Since 2000, total domestic production of oranges dropped 80 percent, while grapefruit production declined 88 percent, highlighting the need for robust farm bill programs for the citrus industry. Strategies are underway to turn the ship around with much of the decline from citrus greening disease.

Does the Farm Bill have the power to help? Danny Munch, American Farm Bureau Federation Economist…

“We support the reauthorization of programs including the Emergency Citrus Disease Research and Development Trust Fund. They're really essential to finding effective and financially sustainable solutions for farmers dealing with diseases and invasive pests.
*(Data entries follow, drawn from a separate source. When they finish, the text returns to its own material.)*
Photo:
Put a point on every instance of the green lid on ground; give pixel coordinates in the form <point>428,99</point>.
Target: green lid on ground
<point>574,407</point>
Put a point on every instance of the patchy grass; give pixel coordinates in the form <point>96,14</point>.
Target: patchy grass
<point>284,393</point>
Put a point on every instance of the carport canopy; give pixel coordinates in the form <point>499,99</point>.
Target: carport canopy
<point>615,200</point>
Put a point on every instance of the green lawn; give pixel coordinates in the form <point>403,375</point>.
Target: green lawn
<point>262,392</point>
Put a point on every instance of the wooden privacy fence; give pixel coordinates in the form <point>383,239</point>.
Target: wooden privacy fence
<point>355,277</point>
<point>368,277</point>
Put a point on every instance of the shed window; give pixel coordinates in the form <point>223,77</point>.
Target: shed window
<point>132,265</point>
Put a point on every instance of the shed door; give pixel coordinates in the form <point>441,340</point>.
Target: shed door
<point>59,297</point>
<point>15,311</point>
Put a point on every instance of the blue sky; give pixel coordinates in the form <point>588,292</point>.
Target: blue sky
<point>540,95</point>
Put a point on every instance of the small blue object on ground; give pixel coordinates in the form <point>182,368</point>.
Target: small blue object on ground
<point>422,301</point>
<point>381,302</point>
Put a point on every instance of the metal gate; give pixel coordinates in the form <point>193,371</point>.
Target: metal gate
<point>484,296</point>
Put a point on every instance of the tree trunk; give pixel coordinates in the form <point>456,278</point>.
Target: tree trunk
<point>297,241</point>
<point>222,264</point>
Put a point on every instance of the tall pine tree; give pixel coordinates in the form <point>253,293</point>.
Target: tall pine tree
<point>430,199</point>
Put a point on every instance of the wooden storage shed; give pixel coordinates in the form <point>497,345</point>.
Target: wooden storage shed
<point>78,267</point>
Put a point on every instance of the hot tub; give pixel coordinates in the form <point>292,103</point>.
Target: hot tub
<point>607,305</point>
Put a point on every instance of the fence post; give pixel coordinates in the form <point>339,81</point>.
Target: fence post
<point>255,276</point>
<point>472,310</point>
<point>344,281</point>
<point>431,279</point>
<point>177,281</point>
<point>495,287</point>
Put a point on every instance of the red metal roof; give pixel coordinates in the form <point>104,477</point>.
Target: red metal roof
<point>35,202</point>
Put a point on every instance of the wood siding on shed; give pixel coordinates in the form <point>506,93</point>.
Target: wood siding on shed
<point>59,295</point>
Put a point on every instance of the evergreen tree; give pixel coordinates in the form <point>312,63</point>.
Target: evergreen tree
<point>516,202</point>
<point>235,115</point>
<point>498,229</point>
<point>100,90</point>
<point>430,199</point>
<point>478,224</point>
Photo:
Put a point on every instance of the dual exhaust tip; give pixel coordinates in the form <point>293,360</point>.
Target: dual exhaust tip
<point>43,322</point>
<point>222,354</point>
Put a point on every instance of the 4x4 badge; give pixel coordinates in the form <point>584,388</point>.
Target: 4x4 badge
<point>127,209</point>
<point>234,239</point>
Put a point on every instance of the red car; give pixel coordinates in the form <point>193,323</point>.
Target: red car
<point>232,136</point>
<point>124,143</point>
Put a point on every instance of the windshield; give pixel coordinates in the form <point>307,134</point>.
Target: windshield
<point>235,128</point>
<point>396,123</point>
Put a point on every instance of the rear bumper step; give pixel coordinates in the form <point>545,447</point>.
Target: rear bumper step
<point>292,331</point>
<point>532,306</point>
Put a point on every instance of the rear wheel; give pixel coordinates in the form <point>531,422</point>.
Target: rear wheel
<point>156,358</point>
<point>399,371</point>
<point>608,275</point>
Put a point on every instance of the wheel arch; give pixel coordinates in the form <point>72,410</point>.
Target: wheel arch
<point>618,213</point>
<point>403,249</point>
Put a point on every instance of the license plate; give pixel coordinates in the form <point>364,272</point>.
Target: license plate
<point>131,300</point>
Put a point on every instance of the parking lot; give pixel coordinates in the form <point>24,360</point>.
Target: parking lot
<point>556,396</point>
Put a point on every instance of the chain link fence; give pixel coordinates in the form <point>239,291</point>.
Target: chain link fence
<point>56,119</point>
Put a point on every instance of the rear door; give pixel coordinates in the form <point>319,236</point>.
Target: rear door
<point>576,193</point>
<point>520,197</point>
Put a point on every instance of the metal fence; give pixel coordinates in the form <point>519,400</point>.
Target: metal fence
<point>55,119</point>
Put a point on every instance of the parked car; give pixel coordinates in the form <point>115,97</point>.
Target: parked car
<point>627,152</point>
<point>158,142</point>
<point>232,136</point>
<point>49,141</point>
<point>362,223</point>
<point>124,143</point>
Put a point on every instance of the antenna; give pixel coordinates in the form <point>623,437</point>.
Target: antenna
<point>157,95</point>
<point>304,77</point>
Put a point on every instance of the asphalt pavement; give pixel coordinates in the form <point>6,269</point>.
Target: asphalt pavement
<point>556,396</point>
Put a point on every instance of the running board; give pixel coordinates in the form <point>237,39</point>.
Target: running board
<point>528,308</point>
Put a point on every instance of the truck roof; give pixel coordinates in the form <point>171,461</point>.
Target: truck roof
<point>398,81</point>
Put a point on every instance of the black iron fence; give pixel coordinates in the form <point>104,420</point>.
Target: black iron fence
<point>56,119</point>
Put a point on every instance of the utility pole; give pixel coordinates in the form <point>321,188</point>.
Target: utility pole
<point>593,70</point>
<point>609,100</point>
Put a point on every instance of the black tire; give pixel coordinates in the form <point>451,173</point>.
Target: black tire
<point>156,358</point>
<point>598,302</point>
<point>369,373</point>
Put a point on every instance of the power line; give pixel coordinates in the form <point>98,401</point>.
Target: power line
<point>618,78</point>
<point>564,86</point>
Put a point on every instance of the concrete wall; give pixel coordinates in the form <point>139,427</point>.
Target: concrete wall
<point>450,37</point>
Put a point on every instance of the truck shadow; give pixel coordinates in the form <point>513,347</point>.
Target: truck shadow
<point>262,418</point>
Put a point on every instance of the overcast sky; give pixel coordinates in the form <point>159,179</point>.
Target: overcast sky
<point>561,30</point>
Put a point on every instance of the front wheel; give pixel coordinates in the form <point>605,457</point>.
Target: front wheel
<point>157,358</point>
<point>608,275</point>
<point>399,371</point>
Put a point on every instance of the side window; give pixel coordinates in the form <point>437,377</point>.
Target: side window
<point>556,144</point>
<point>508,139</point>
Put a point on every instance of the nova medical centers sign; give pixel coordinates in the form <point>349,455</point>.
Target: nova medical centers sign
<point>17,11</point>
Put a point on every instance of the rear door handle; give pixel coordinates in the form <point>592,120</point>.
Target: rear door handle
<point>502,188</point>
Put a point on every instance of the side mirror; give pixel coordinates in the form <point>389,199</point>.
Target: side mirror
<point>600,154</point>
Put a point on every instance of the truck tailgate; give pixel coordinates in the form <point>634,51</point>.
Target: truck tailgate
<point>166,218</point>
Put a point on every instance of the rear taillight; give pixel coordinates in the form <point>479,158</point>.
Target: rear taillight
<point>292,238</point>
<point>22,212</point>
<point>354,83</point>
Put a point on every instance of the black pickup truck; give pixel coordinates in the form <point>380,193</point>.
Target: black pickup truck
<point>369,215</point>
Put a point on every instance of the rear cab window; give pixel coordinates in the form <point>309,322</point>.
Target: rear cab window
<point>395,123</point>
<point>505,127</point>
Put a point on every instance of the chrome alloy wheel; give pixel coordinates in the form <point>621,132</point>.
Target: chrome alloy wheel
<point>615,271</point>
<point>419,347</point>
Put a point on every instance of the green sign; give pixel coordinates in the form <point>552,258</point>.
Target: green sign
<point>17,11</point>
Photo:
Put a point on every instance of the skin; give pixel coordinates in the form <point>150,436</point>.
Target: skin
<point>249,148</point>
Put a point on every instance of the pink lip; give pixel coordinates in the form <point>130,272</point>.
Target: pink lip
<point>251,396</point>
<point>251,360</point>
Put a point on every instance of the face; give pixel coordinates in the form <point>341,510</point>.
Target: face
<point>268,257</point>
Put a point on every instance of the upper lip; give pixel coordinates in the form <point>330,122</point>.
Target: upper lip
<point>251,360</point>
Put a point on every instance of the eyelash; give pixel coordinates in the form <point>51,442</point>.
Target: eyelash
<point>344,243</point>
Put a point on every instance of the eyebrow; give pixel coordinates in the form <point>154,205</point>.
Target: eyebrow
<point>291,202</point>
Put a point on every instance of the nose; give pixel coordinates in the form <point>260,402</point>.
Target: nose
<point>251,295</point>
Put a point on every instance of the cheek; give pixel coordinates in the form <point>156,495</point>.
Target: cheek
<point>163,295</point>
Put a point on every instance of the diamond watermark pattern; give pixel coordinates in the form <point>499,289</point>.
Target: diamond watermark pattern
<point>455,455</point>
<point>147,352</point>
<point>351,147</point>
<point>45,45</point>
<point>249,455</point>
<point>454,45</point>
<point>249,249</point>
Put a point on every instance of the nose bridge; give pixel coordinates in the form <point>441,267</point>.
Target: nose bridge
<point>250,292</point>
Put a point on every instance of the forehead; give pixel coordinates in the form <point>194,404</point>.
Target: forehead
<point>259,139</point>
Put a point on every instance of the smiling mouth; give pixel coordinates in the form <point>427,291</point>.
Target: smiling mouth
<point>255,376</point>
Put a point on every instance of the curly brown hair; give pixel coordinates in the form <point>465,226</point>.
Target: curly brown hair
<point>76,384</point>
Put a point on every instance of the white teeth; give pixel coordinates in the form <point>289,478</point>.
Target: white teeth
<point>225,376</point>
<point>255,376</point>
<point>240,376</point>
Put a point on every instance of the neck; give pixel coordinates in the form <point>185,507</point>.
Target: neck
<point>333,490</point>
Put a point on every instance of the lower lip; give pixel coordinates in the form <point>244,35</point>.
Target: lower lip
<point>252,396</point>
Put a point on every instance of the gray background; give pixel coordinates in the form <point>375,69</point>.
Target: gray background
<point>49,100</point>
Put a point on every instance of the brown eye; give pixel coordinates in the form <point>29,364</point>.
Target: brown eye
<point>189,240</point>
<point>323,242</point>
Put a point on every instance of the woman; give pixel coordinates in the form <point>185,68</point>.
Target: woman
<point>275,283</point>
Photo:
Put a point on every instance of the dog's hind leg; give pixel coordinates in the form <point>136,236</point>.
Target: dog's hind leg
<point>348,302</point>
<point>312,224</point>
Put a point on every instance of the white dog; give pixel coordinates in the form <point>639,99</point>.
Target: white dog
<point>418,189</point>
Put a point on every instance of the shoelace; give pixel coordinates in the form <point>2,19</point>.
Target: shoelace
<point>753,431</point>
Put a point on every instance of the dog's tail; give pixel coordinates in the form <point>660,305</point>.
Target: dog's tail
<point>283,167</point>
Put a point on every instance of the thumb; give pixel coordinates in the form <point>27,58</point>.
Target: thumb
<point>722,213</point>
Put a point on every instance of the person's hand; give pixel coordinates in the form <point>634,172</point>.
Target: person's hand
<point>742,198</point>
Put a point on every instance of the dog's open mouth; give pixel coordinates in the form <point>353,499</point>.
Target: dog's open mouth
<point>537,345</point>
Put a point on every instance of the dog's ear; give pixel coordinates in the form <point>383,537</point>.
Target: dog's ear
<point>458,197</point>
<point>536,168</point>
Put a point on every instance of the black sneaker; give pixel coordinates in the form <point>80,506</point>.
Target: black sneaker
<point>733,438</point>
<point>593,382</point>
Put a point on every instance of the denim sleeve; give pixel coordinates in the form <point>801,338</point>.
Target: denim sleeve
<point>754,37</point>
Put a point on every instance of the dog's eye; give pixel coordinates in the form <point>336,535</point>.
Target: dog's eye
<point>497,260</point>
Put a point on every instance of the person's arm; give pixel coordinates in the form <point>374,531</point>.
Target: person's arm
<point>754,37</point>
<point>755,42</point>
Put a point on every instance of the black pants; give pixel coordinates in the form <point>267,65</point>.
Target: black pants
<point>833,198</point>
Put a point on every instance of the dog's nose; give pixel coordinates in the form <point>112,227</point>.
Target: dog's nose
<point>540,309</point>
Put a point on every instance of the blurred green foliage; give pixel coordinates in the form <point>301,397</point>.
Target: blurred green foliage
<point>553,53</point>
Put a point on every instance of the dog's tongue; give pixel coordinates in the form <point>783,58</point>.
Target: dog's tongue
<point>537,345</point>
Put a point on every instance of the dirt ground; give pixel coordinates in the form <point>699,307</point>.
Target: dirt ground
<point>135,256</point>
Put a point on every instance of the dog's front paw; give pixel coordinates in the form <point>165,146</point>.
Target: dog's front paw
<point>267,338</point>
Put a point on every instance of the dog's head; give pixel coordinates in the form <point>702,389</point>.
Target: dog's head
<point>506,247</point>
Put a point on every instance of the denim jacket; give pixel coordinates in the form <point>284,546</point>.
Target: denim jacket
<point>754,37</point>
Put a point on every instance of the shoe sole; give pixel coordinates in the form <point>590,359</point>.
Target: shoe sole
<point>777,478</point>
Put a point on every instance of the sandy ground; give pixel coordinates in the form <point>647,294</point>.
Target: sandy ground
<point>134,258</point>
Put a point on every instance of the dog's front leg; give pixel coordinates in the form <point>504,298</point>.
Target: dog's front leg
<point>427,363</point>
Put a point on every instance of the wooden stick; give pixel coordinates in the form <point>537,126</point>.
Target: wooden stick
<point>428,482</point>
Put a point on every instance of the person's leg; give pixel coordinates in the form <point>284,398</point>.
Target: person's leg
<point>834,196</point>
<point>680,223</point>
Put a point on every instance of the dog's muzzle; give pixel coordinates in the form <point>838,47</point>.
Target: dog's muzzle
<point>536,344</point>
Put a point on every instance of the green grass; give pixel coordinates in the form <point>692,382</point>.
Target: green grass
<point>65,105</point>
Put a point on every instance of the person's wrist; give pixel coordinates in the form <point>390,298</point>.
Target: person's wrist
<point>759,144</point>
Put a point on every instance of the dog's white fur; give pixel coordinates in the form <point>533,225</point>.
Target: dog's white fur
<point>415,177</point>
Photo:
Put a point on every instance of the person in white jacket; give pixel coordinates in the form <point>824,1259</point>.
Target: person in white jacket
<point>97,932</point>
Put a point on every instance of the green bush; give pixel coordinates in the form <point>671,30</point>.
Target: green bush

Additionally, 40 percent of grapefruits, 20 percent of oranges are not covered by existing risk management programs, so like with many specialty crops, ensuring that crop insurance is improved to provide affordable and productive protection against natural disasters is important.”

Since 2000, our imports of citrus products have jumped over 300 percent, primarily from countries like Mexico, Peru and Chile for fresh citrus. The United States historically led the world in production.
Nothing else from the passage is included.